In the age in which we now live, fundamentalists have decided that a secular, pluralistic society which tolerates those things which they are not willing to tolerate--homosexuality, abortion, an a-religious public life--has lead them into what i consider foolishness, which is the attempt to impose on society in general. This has slowly but more and more surely raised up an opposition to them and their agenda, which leads to public discussions of faith and the implications of belief and creed which are unprecedented in our history. In the late nineteenth century, the "Lily White" movement arose in the South, and was not necessarily unpopular in the north. It was resolutely racist, anti-Catholic and anti-Jew. In that most Americans identified with a particular Protestant creed, it did not inspire the sort of alarm with which we might view such a development. The modern Ku Klux Klan, resurrected in Georgia before the Great War spread rapidly throughout the South and into the North. It's founder, William J. Simmons, was a minister of the Methodist Episcopal Church in the South (to their credit, the church suspended him for "inefficiency"). The trial and lynching of a Jew, Leo Frank, on an accusation of murder, served to galvanize the movement and to successfully spread it's message of religious particularism and racial hatred. The modern Klan still adversises itself as: "Bringing a Message of Hope and Deliverance to White Christian America!"--at its web site (sure, come on, you knew they would have one, didn't you?)

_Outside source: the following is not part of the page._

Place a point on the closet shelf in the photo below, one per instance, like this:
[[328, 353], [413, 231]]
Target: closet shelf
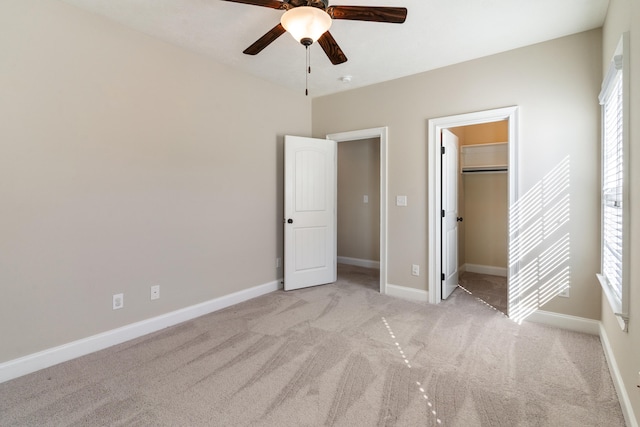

I believe that most people hold their beliefs unexamined--but it is getting harder to do so. I disagree with Lash in that i don't believe that people necessarily reach a stage in their lives at which they examine their faith--people are not necessarily always contemplative, and as she has noted, people will react violently to the questioning of their beliefs. Throughout most of history, it has been possible to go from cradle to grave without questioning one's beliefs or having them challenged. The unique current situation with fundamentalists entering the political arena with an agenda and a vengeance is changing all of that.
Quote:Please do yourself and everyone here a favor. Don't paste a bunch of scripture. Just talk.
Don't hold your breath--it's much easier to parrot chapter and verse than it is to actually think about these things.